B. If the income level is $15,001 to $18,000, all excess levies and regular levies on the greater of $30,000 or 30 percent of assessed valuation ($50,000 maximum) are exempted.

 

C. If the income level is $15,000 or less, all excess levies and regular levies on the greater of $34,000 or 50 percent of assessed valuation are exempted.

 

In addition to the partial exemptions listed above, the valuation of the residence of an eligible senior citizen or disabled person is frozen at the assessed value of the residence on the later of January 1, 1995, or January 1 of the assessment year a person first qualifies for the program. 

 

The exemption applies to the dwelling and the land on which it stands up to one acre.

 

Summary of Amended Bill:  The $15,000 income threshold for the senior citizens and persons retired due to disability property tax relief program is raised to $16,000.  The $18,000 income threshold for the senior citizens and persons retired due to disability property tax relief program is raised to $19,000. The parcel size limit is increased up to 5 acres if the larger parcel size is required under land use regulations.  The act applies to taxes levied for collection in 1999 and thereafter.

 

Amended Bill Compared to Engrossed Substitute Bill:  The amended bill increases the $15,000 income threshold to $16,000 while the engrossed substitute bill increased this threshold to $18,000. The amended bill increases the $18,000 income threshold to $19,000 while the engrossed substitute bill increased this threshold to $24,000. The engrossed substitute bill also increased the amount of property exempt from taxation for those within these income thresholds.  The amended bill does not increase the amount of property exempt from taxation for those within these income thresholds.
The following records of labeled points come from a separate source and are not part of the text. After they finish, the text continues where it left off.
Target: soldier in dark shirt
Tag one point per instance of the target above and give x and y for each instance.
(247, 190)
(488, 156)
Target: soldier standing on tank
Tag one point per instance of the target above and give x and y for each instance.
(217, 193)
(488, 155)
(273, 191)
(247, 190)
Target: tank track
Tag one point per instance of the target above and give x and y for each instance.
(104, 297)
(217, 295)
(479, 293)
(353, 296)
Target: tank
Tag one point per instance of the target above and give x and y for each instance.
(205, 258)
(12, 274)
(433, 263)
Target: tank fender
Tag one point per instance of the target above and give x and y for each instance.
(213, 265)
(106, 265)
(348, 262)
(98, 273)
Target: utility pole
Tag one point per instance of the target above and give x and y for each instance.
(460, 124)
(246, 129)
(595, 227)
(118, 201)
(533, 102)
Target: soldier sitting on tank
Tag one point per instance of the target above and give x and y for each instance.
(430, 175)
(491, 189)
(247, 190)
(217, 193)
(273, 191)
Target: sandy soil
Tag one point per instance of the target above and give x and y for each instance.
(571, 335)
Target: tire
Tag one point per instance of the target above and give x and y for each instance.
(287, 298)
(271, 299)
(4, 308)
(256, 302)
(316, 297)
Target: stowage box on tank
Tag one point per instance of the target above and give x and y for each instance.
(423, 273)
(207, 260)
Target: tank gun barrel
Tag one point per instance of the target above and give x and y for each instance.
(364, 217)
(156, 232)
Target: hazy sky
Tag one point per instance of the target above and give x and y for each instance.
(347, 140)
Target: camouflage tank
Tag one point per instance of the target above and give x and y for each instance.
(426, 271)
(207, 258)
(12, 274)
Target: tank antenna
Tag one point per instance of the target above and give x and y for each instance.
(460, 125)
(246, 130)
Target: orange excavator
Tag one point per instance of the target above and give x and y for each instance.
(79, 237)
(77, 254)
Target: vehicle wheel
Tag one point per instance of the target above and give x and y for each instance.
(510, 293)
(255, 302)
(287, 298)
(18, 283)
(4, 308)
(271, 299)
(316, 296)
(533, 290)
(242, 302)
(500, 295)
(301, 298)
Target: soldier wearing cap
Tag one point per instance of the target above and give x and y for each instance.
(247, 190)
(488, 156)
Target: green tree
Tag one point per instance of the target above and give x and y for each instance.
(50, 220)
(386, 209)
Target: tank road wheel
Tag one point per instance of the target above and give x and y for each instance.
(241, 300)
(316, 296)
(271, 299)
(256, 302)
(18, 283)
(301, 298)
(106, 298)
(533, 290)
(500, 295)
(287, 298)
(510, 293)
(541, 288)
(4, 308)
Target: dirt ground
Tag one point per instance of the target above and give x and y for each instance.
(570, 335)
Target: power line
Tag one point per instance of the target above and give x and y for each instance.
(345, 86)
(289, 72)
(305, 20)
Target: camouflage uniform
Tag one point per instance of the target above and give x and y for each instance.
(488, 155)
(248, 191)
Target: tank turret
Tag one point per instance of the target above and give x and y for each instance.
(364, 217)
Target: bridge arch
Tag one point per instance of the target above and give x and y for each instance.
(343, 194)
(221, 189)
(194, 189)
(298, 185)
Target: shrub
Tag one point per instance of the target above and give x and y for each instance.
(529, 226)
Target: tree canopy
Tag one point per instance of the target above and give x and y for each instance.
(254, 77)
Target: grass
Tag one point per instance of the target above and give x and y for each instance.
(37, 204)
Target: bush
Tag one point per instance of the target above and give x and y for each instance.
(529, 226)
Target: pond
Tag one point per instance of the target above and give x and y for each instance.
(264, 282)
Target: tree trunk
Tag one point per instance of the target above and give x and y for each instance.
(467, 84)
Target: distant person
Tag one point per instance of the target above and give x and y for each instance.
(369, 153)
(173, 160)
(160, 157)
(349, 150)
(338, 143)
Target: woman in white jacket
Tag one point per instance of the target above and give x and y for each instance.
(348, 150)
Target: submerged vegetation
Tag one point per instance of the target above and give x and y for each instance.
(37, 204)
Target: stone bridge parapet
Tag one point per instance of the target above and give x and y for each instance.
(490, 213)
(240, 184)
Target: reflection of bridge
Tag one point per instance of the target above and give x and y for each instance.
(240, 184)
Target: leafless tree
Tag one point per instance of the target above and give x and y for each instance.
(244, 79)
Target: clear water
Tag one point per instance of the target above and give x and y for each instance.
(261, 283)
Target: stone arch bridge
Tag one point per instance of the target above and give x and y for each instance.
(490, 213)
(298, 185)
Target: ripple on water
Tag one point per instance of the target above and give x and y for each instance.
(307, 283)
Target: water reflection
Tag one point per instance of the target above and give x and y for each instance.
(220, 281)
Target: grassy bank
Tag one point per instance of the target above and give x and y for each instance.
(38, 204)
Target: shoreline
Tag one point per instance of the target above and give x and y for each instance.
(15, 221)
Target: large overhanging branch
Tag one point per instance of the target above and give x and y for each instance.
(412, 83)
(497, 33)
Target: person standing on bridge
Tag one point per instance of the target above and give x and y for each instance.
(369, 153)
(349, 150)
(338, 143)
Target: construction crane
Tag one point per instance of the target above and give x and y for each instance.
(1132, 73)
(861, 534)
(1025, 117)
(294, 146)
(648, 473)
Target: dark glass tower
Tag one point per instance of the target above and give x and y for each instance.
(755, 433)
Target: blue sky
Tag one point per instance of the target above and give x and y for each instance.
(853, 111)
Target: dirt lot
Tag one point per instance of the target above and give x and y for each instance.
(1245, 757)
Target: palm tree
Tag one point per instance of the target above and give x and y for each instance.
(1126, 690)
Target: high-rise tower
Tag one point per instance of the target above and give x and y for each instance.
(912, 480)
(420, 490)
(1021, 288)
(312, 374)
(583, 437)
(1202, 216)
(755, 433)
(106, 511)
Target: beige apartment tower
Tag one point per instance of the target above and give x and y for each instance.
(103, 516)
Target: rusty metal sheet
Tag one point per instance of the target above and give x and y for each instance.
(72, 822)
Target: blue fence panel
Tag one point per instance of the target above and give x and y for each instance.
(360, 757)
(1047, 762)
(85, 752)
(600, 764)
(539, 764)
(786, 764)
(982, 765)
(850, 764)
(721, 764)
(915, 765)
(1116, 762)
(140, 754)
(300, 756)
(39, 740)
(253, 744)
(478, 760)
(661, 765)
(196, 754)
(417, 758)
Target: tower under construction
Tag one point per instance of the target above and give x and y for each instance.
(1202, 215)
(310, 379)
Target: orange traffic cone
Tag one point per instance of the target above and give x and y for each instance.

The engrossed substitute bill allowed a deduction from the calculation of gross disposable income for health care insurance costs. The amended bill does not have this provision.

 

Appropriation:  None.

 

Fiscal Note:  Available.

 

Effective Date of Amended Bill:  Ninety days after adjournment of session in which bill is passed.

 

Testimony For:  This bill is worthy of adoption. The assessors recommend additional relief for the people in the two lower income brackets.

 

Testimony Against:  None.

 

Testified:  Bruce W. Reeves, Senior Citizens Lobby (pro); and Fred Saeger, Association of County Officials (pro).